Secondo le difese del lavoratore licenziato, la relazione dell’agenzia investigativa non sarebbe bastata a provare un uso improprio dei permessi e a dimostrare quindi la violazione della legge 104, in quanto gli investigatori non avrebbero considerato che le attività che lo avevano allontanato dal luogo di assistenza del familiare erano comunque collegate all’assistenza.

La Corte d’Appello aveva rigettato la domanda del lavoratore licenziato, stabilendo che le ore rivolte ad incombenti differenti e non legati, in alcun modo, all’assistenza erano comunque di entità tale da giustificare gli addebiti contestati dal datore di lavoro.
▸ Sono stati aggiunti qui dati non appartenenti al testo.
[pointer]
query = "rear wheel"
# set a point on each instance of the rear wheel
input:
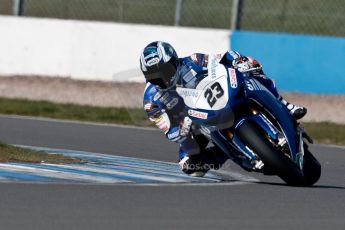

E ciò pure considerando che il tempo dedicato all’assistenza non deve essere rapportato all’intera giornata ma piuttosto al mero orario di lavoro (restando irrilevanti le ore serali e notturne).

La decisione della Cassazione

L’ordinanza n. 11999 della Corte ha rispecchiato un indirizzo radicato in numerose pronunce (tra cui Cassazione, 02/11/2023, n. 30462 e Cass. n. 17698/2016), ribadendo la correttezza del licenziamento per giusta causa, e dunque senza preavviso.

Infatti questo giudice ha rimarcato che:

  • il permesso ex art. 33 legge 104/92 va riconosciuto al lavoratore, espressamente per l’assistenza alla persona disabile, senza che il fruitore dell’agevolazione possa occupare il tempo dell’astensione dal lavoro per esigenze diverse;
  • deve ricorrere un nesso causale – anche ‘indiretto’ – tra assenza dal lavoro e assistenza al disabile, pertanto qualora il lavoratore in permesso 104 si assenti dall’abitazione, potrà legalmente farlo solo in modo funzionale alla cura della persona invalida;
  • in caso di violazione della finalità del permesso, si paleserà un uso improprio o un abuso del diritto e la grave violazione dei principi di correttezza e buona fede, sia nei confronti dell’azienda o datore di lavoro che dell’ente assicurativo (Cassazione n. 19580 del 2019), con rilevanza anche sul piano disciplinare.

In sostanza, se da un lato l’assistenza che legittima il permesso legge 104 in favore del dipendente non può intendersi esclusiva, al punto da impedire a chi la dà di avvalersi degli spazi temporali opportuni per le proprie esigenze di vita, essa – si legge nell’ordinanza – dovrà comunque assicurare al familiare disabile grave:

un intervento assistenziale permanente, continuativo e globale nella sfera individuale e di relazione.

Essendo in presenza di un uso improprio o di un abuso del diritto, la Corte di Cassazione ha confermato le conclusioni del giudice di merito e ha rigettato il ricorso del lavoratore licenziato per giusta causa.

Conclusioni

Questa vicenda costituisce un nuovo avvertimento sui rischi conseguenti all’utilizzo non congruo dei permessi legge 104. Oltre alla violazione della finalità di cui al testo del 1992, si palesa infatti la violazione degli obblighi contrattuali nel rapporto di lavoro subordinato.

Pertanto l’ordinanza della Cassazione n. 11999 del 2024, nel ribadire un orientamento consolidato, vuole ricordare a tutti i lavoratori dipendenti che è possibile rischiare il posto per abuso dei permessi legge 104. Ciò non significa compressione dei diritti dei lavoratori, ma conferma dei contestuali doveri di correttezza e buona fede: il dipendente che ottiene il permesso dovrà comportarsi responsabilmente e svolgere attività connesse all’accudimento del disabile. Se non lo farà – o se utilizzerà il tempo concesso per dedicarsi ad attività non primarie per i propri bisogni di vita – potrà subire la più grave sanzione disciplinare, esponendosi concretamente alla perdita del posto di lavoro.